Closed serbinsh closed 4 years ago
I will say that the built in PLS package method seems to work much better with the https://ecosis.org/package/leaf-reflectance-plant-functional-gradient-ifgg-kit dataset. Perhaps this is a case for when to use one or the other....for very large training datasets I think out method may be better
In the current code, you are looking for the first component n for which the decrease in PRESS is not significant when compared to the component n-1. So it is looking for the first plateau. Sometimes the first plateau does not correspond to the best model. I wrote another version where you compare the PRESS corresponding to the best model (ie the number of component with the lowest PRESS) and find the smaller number of components with no stastistical differnce.. It will probably find a higher number. I guess the optimal number of components will always be subjective.. `mean_PRESS_comp=apply(X = pressDF,MARGIN = 2,FUN = mean) best_model=which.min(mean_PRESS_comp) results <- as.vector(array(data="NA", dim=c(best_model-1,1))) for (i in seq_along(1:(best_model-1))) { comp1 <- i; comp2 <- best_model ttest <- t.test(pressDFres$value[which(pressDFres$variable==comp1)], pressDFres$value[which(pressDFres$variable==comp2)])
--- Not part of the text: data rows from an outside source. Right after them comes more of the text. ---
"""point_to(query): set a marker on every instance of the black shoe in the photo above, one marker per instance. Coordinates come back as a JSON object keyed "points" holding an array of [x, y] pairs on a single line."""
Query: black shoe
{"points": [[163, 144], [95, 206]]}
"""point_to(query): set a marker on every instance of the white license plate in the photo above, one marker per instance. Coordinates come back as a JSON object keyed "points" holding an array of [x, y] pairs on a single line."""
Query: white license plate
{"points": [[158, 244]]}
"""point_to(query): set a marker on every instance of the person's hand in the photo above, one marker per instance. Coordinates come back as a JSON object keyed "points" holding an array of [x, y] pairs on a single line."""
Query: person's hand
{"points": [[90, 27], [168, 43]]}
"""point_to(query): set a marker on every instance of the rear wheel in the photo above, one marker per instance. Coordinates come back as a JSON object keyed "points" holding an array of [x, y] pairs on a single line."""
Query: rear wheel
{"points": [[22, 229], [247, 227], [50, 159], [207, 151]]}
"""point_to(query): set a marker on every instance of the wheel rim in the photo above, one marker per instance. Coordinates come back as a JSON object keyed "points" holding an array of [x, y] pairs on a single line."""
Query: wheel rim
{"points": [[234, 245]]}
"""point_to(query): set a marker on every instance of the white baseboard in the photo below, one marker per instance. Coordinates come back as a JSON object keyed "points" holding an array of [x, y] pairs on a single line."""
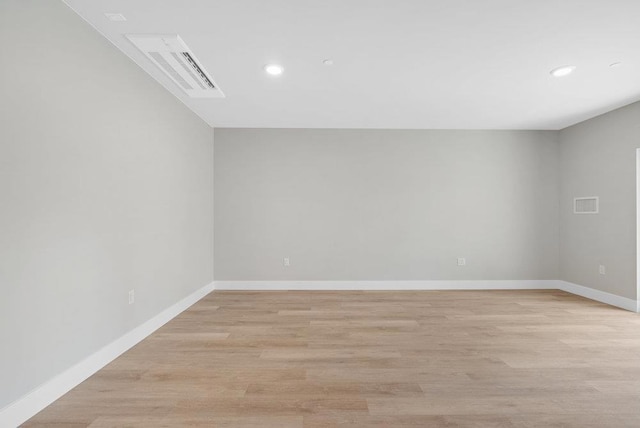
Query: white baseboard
{"points": [[387, 285], [24, 408], [600, 296], [549, 284]]}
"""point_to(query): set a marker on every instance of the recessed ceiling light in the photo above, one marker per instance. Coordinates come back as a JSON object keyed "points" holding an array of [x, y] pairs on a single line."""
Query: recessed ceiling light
{"points": [[563, 71], [118, 17], [274, 69]]}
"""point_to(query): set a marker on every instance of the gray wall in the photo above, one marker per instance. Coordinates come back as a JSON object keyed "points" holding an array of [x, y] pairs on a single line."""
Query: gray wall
{"points": [[106, 183], [598, 158], [385, 205]]}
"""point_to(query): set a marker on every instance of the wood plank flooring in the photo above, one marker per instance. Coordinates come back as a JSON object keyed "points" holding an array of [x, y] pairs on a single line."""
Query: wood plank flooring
{"points": [[372, 359]]}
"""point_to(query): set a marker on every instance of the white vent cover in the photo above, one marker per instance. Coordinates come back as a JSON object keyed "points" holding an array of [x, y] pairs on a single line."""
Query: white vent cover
{"points": [[175, 59], [586, 205]]}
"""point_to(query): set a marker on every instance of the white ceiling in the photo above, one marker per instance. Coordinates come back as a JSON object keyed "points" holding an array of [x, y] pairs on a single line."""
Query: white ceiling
{"points": [[415, 64]]}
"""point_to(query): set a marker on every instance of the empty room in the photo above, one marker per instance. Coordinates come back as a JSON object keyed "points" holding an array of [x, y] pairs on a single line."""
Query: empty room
{"points": [[309, 214]]}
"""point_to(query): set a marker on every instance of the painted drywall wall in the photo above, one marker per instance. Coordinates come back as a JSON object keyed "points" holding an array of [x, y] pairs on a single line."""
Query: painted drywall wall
{"points": [[106, 183], [385, 205], [598, 158]]}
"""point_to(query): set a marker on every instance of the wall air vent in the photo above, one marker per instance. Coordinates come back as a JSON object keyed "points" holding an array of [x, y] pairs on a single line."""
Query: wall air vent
{"points": [[586, 205], [169, 53]]}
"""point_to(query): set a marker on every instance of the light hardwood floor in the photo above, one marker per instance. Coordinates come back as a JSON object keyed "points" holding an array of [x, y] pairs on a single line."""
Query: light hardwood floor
{"points": [[372, 359]]}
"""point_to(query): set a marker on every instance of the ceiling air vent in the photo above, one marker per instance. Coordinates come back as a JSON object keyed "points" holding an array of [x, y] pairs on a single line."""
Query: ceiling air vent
{"points": [[175, 59], [586, 205]]}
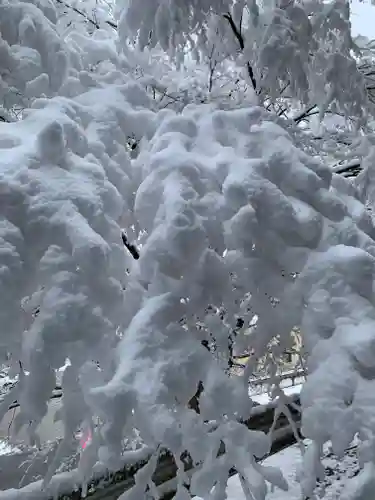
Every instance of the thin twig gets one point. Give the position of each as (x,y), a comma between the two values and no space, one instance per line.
(83,14)
(241,42)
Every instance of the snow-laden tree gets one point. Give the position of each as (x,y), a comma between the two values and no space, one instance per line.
(228,213)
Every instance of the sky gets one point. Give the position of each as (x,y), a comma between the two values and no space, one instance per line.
(363,18)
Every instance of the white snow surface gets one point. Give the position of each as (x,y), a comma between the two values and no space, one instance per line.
(289,461)
(223,205)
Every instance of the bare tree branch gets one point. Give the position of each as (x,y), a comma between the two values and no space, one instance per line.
(238,35)
(83,14)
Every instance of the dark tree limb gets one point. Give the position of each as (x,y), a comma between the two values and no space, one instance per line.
(237,33)
(133,250)
(83,14)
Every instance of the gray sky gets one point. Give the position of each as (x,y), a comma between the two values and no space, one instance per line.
(363,18)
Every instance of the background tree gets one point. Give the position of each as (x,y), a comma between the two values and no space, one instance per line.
(228,205)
results[i] <- round(unlist(ttest$p.value),8) } results <- data.frame(seq(1,best_model-1,1),results) names(results) <- c("Component", "P.value") results
first <- min(which(as.numeric(as.character(results$P.value)) > 0.05)) nComps <- results$Component[first] print(paste0("*** Optimal number of components based on t.test: ", nComps)) `
@JulienLamour thanks. I just coded this up. A comparison using the "expanded_spectra-trait_reseco_lma_plsr_example.R" example.
pls: 11
custom, seg=50, iterations=50: 12
lowestPRESS (new), seg=50, iterations=50: 12 components
I need to find a different example to test these lol
Ok, I was thinking about it, actually to take into account the number of components which adds complexity to the model, we could do a F test instead of a t test so the complexity of the model is taken into account. I am trying to find a simple solution to do that
copy that
Overall I think these options are fine as is, as options. Might just want to explore the Ftest as one more option. I think the biggest issue is with the very large datasets where PLS over estimates components. I suppose I need to test that one (NEON).
Using "expanded_spectra-trait_kit_lma_plsr_example.R". A little more interesting
pls: 10
custom: 11
lowestPRESS: 13
Ok, it is not possible to compare the models using a F test as I thought it was. There are a lot of discussion in how to compare the models with the different number of components. See for example https://arxiv.org/pdf/1810.08104.pdf . The package plsdof allows to compare more rigorously different models. For now we can probably keep the actual tests..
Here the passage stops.